Producing wine is a joy and selling it a pain — ask any winemaker and wine company. To produce wine you’ve got to have good grapes, good processing facilities and a good winemaker to help turn the fruit into something you would be proud to serve. Of course, most of all you’ve got to have “Vitamin M”: loads of money, to pay for the setup and the grapes and the expertise.
The joy factor kicks in when the wine is good (I hesitate to say “great”, as that superlative should be reserved for the truly deserving). To swirl, sniff, sip and savour one’s own wine is a different kind of high — and of course your own wine simply tastes great. It’s like fruit from one’s own orchard, always divine.
In theory, producing wine is simple. You press grapes to extract the juice, ferment the sugar in the juice (using yeast as a catalyst) into alcohol, clarify the resulting mixture, and voilà, you have wine. That’s all very well if you’re making a few bottles of wine at home, but handling the stuff in tonnes is a different kettle of fish. For one, nobody treads the grapes any more — that’s only for the media photo-ops. Grapes are de-stemmed and crushed in a machine that spits out the stems at one end, a most convenient thing, as anyone who’s ever tried to de-stem grapes will aver. The juice is extracted in a pneumatic bladder press, which is far more efficient than the old basket press and a lot more hygienic.
Lastly, the actual vinification is done in temperature-controlled stainless steel tanks. Few can afford oak barrels, which in any case are more useful for maturing the stuff than producing it.
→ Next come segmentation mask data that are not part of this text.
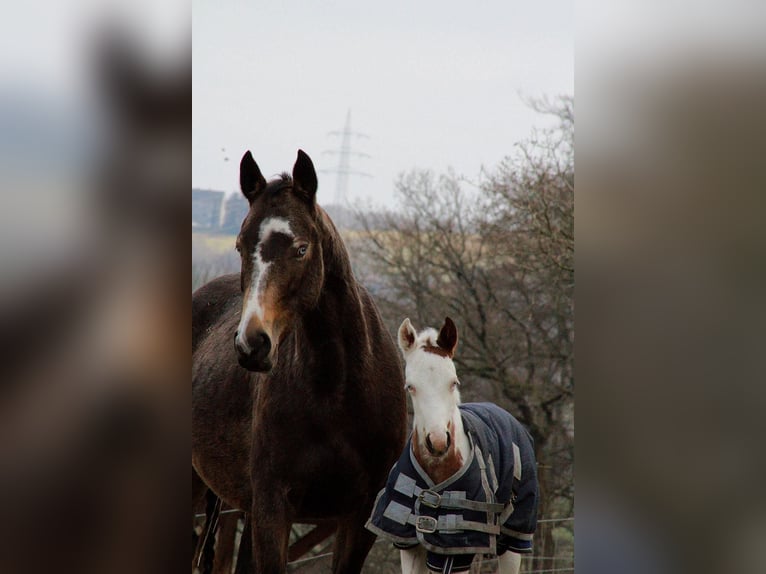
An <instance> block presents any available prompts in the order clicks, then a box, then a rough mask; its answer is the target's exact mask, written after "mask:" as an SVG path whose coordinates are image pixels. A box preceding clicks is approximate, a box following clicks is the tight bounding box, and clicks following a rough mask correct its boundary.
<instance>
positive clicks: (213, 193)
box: [192, 188, 224, 231]
mask: <svg viewBox="0 0 766 574" xmlns="http://www.w3.org/2000/svg"><path fill="white" fill-rule="evenodd" d="M223 196H224V194H223V192H222V191H213V190H210V189H194V188H192V229H194V230H199V231H203V230H204V231H217V230H218V228H219V227H220V224H221V208H222V205H223Z"/></svg>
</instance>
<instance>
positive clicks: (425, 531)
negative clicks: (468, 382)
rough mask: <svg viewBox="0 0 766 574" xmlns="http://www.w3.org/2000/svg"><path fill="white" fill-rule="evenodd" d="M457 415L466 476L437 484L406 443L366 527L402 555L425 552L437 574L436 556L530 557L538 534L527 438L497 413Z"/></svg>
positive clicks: (469, 406) (486, 403) (493, 405)
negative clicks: (463, 442) (483, 555)
mask: <svg viewBox="0 0 766 574" xmlns="http://www.w3.org/2000/svg"><path fill="white" fill-rule="evenodd" d="M459 408H460V414H461V417H462V419H463V427H464V429H465V431H466V433H467V435H468V438H469V442H470V444H471V454H470V456H469V457H468V460H466V461H465V462H464V463H463V466H462V468H461V469H460V470H459V471H458V472H457V473H455V474H454V475H452V476H451V477H450V478H448V479H447V480H445V481H444V482H442V483H441V484H434V483H433V481H432V480H431V479H430V478H429V476H428V475H427V474H426V472H425V471H424V470H423V469H422V468H421V466H420V464H418V462H417V460H416V459H415V455H414V453H413V452H412V446H411V441H409V442H408V446H407V448H405V449H404V451H403V452H402V456H401V457H400V458H399V461H398V462H397V463H396V464H395V465H394V467H393V468H392V469H391V472H390V473H389V475H388V480H387V482H386V486H385V488H383V489H382V490H381V491H380V493H379V494H378V497H377V499H376V501H375V505H374V507H373V511H372V514H371V516H370V519H369V520H368V522H367V525H366V526H367V528H368V529H369V530H371V531H372V532H374V533H375V534H377V535H379V536H382V537H384V538H387V539H389V540H391V541H392V542H393V543H394V544H395V545H396V546H398V547H400V548H407V547H412V546H415V545H417V544H421V545H422V546H424V547H425V548H426V549H427V550H428V555H429V559H428V564H429V567H431V568H432V569H433V568H437V569H439V570H441V566H439V564H441V563H442V562H443V561H442V562H440V561H439V560H438V556H442V557H443V556H445V555H446V556H450V555H451V556H455V555H466V557H467V556H470V558H473V555H474V554H498V555H499V554H503V553H504V552H505V551H506V550H512V551H514V552H518V553H530V552H532V538H533V534H534V532H535V529H536V526H537V504H538V497H539V494H538V485H537V468H536V463H535V455H534V447H533V441H532V437H531V436H530V435H529V432H528V431H527V430H526V428H524V426H523V425H522V424H521V423H520V422H519V421H517V420H516V419H515V418H514V417H513V416H512V415H511V414H510V413H508V412H506V411H504V410H503V409H501V408H500V407H498V406H497V405H494V404H491V403H467V404H464V405H460V407H459ZM463 562H464V561H463ZM468 566H470V559H469V560H468V565H467V566H465V569H467V567H468ZM461 569H463V568H461Z"/></svg>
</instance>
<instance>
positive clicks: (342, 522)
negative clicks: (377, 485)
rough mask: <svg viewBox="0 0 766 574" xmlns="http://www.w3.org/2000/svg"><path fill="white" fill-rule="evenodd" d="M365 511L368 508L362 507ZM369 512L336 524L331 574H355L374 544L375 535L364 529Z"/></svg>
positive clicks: (363, 513) (364, 505)
mask: <svg viewBox="0 0 766 574" xmlns="http://www.w3.org/2000/svg"><path fill="white" fill-rule="evenodd" d="M362 507H363V508H364V509H365V510H369V506H367V505H362ZM368 516H369V512H364V513H363V514H354V515H352V516H351V517H349V518H347V519H341V521H340V522H339V523H338V532H337V534H336V535H335V544H334V546H333V557H332V571H333V574H357V573H358V572H361V570H362V566H363V565H364V560H365V558H367V554H369V552H370V548H372V545H373V544H374V543H375V535H374V534H373V533H372V532H370V531H369V530H367V529H366V528H365V527H364V524H365V522H366V521H367V517H368Z"/></svg>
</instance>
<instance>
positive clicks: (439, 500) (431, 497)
mask: <svg viewBox="0 0 766 574" xmlns="http://www.w3.org/2000/svg"><path fill="white" fill-rule="evenodd" d="M418 498H420V503H421V504H425V505H426V506H428V507H429V508H439V506H440V505H441V503H442V497H441V495H440V494H439V493H438V492H434V491H433V490H423V491H422V492H421V493H420V495H419V496H418Z"/></svg>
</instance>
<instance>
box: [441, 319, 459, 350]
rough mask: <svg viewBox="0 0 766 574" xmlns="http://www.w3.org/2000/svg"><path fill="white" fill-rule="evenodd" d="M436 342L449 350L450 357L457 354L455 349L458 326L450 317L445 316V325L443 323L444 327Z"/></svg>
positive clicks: (444, 319) (456, 337) (443, 326)
mask: <svg viewBox="0 0 766 574" xmlns="http://www.w3.org/2000/svg"><path fill="white" fill-rule="evenodd" d="M436 344H437V345H439V346H440V347H441V348H442V349H444V350H445V351H447V352H448V353H449V356H450V357H453V356H455V349H457V327H456V326H455V323H454V322H453V321H452V319H450V318H449V317H445V318H444V325H442V329H441V331H439V337H438V338H437V339H436Z"/></svg>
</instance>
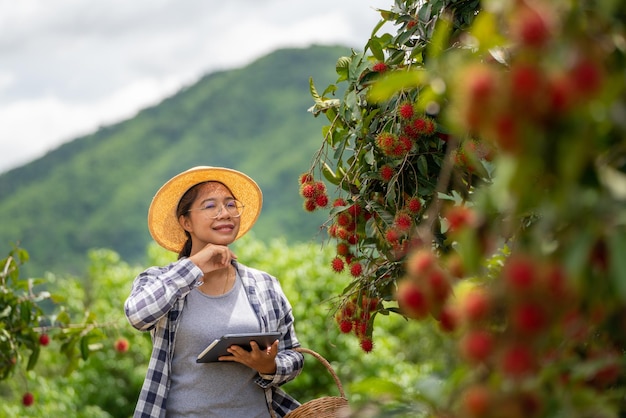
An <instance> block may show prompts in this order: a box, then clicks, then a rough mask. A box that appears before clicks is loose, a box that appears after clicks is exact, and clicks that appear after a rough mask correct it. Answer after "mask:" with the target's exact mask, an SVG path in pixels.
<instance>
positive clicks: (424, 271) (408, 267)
mask: <svg viewBox="0 0 626 418" xmlns="http://www.w3.org/2000/svg"><path fill="white" fill-rule="evenodd" d="M436 264H437V258H436V257H435V255H434V254H433V253H432V252H431V251H428V250H418V251H415V252H414V253H412V254H411V255H410V256H409V259H408V260H407V263H406V267H407V273H408V274H409V276H411V277H417V276H419V275H421V274H424V273H426V272H427V271H429V270H430V269H431V268H433V267H434V266H435V265H436Z"/></svg>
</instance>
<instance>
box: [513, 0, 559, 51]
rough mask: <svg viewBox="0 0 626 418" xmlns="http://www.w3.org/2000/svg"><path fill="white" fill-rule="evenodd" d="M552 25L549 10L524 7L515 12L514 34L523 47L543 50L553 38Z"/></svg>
mask: <svg viewBox="0 0 626 418" xmlns="http://www.w3.org/2000/svg"><path fill="white" fill-rule="evenodd" d="M552 25H553V24H552V23H551V22H550V13H549V11H548V10H541V11H539V10H536V9H534V8H532V7H529V6H527V5H524V6H522V7H521V8H520V9H519V10H517V11H516V12H515V20H514V21H513V24H512V33H513V36H514V37H515V38H516V39H517V40H518V41H520V42H521V43H522V44H523V45H525V46H527V47H531V48H541V47H542V46H544V45H545V44H546V43H547V42H548V41H549V39H550V37H551V36H552Z"/></svg>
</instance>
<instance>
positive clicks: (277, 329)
mask: <svg viewBox="0 0 626 418" xmlns="http://www.w3.org/2000/svg"><path fill="white" fill-rule="evenodd" d="M262 201H263V197H262V194H261V190H260V189H259V187H258V185H257V184H256V183H255V182H254V181H253V180H252V179H251V178H249V177H248V176H246V175H245V174H243V173H241V172H238V171H235V170H231V169H228V168H219V167H206V166H202V167H194V168H192V169H190V170H187V171H185V172H183V173H181V174H178V175H177V176H174V177H173V178H172V179H170V180H169V181H168V182H167V183H165V184H164V185H163V186H162V187H161V189H159V191H158V192H157V193H156V195H155V196H154V198H153V200H152V203H151V205H150V209H149V211H148V227H149V230H150V234H151V235H152V237H153V238H154V240H155V241H156V242H157V243H158V244H159V245H161V246H162V247H164V248H166V249H167V250H170V251H174V252H178V254H179V255H178V260H177V261H176V262H173V263H171V264H169V265H167V266H164V267H151V268H148V269H147V270H145V271H144V272H142V273H141V274H139V275H138V276H137V278H135V280H134V282H133V286H132V291H131V293H130V296H129V297H128V299H127V300H126V303H125V304H124V309H125V312H126V316H127V318H128V321H129V322H130V323H131V325H132V326H133V327H135V328H137V329H138V330H141V331H148V330H149V331H150V332H151V336H152V343H153V348H152V355H151V358H150V364H149V366H148V372H147V374H146V378H145V381H144V384H143V387H142V389H141V393H140V395H139V401H138V402H137V406H136V409H135V415H134V416H135V417H168V418H169V417H172V418H174V417H179V416H185V417H228V418H232V417H270V416H272V413H271V412H270V409H272V410H273V411H274V413H275V414H276V416H284V415H285V414H287V413H288V412H289V411H291V410H293V409H295V408H296V407H297V406H298V405H299V403H298V402H297V401H296V400H294V399H293V398H291V397H290V396H289V395H287V394H286V393H285V392H284V391H282V390H281V389H279V386H280V385H282V384H284V383H286V382H288V381H290V380H292V379H294V378H295V377H296V376H297V375H298V374H299V373H300V371H301V370H302V367H303V364H304V359H303V356H302V354H301V353H299V352H297V351H294V348H296V347H298V346H299V345H300V344H299V342H298V340H297V338H296V334H295V330H294V318H293V315H292V311H291V305H290V304H289V301H288V300H287V298H286V296H285V294H284V293H283V291H282V289H281V287H280V284H279V283H278V281H277V280H276V279H275V278H274V277H272V276H270V275H269V274H268V273H265V272H263V271H259V270H256V269H253V268H250V267H247V266H245V265H243V264H241V263H239V262H237V260H236V258H237V257H236V256H235V254H233V252H232V251H231V250H230V248H229V247H228V246H229V245H230V244H231V243H232V242H233V241H235V239H237V238H239V237H241V236H242V235H243V234H245V233H246V232H247V231H248V230H249V229H250V228H251V227H252V225H253V224H254V222H255V221H256V219H257V217H258V216H259V213H260V211H261V205H262ZM259 331H261V332H269V331H278V332H280V333H281V335H282V336H281V337H280V339H279V340H276V341H275V342H274V344H272V345H271V346H269V347H267V348H266V349H265V350H262V349H260V348H259V346H258V345H257V344H256V343H254V342H251V344H250V345H251V346H252V350H251V351H249V352H248V351H246V350H245V349H243V348H241V347H238V346H231V348H230V349H229V352H230V354H231V356H225V357H220V362H217V363H196V358H197V355H198V354H199V353H200V352H202V350H203V349H204V348H205V347H206V346H207V345H208V343H210V342H211V341H213V340H214V339H216V338H219V337H220V336H222V335H224V334H230V333H241V332H259Z"/></svg>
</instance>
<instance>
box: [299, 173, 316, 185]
mask: <svg viewBox="0 0 626 418" xmlns="http://www.w3.org/2000/svg"><path fill="white" fill-rule="evenodd" d="M299 181H300V185H303V184H305V183H310V182H312V181H313V176H312V175H311V174H309V173H302V174H301V175H300V179H299Z"/></svg>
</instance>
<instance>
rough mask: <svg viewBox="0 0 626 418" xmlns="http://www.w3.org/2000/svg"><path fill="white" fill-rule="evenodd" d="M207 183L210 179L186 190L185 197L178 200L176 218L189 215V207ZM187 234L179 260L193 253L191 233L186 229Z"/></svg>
mask: <svg viewBox="0 0 626 418" xmlns="http://www.w3.org/2000/svg"><path fill="white" fill-rule="evenodd" d="M206 183H208V181H205V182H202V183H198V184H196V185H195V186H191V187H190V188H189V189H188V190H187V191H186V192H185V194H184V195H183V197H181V198H180V200H179V201H178V207H177V208H176V219H180V217H181V216H189V209H191V205H192V204H193V202H194V201H195V200H196V197H198V191H199V190H200V186H202V185H203V184H206ZM185 236H186V237H187V240H186V241H185V244H184V245H183V248H181V250H180V252H179V253H178V259H179V260H180V259H181V258H183V257H189V254H191V235H190V234H189V232H187V231H185Z"/></svg>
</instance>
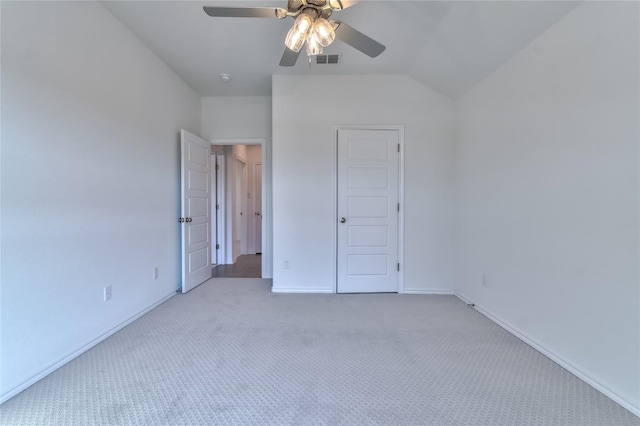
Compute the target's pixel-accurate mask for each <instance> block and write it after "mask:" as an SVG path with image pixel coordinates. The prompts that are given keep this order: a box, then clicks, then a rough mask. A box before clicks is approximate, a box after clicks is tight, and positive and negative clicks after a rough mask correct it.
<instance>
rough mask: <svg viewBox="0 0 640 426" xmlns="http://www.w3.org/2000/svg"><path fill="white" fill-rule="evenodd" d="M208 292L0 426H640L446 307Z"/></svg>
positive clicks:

In general, 1 metric tonne of grapes will give about 675 litres of wine — that’s a goodly 900 bottles or 75 cases of 12 bottles each. Figure on the grapes costing Rs 40 per kg, factor in the cost of production, and you’ll find that producing wine should vcost at most Rs 100 per bottle, including finance and depreciation.
But hello: I pay about Rs 500 a bottle for a halfway decent wine at retail prices, and up to three times as much in a restaurant. Where is all the cost coming from?
Well, there’s the cost of packaging material (bottles, labels, caps, etc.) and marketing costs and overheads, which together add Rs 120. So if a company sells a wine for Rs 250, it actually makes only Rs 30 per bottle. The rest of the retail price in a Rs 500-per-bottle wine is duties and taxes (about Rs 125 per bottle) and trade margins (Rs 75 per bottle). Of course, actual tax levels vary from state to state, so in Andhra Pradesh taxes push the MRP up to nearly Rs 760, whereas in Goa you would pay only Rs 360.
So, it is a pain to sell wine. Ask any company in the business. I get inquiries all the time about the business, and I always ask the same question: “Do you know how to make a small fortune in wine?” The answer, of course, is “Start with a large fortune!” If they’re still talking, then they are serious players and not just in it as traders.
Moral of the story? Stick to drinking wine. It’s easier on the pocket and a lot healthier.
Wines I’ve been drinking: The Vindiva Classic 2011 and Vindiva Reserve 2010, both Cab-Shiraz blends from Alpine Wineries Karnataka, at a lovely sit-down dinner at Caperberry Restaurant in Bangalore. The Vindiva Classic has firm tannins that presage aging potential, plus a good mouth feel and fruit; the Reserve is quite impressive, with lovely aromas of berries and spice, soft tannins, and a full-bodied taste that lingers.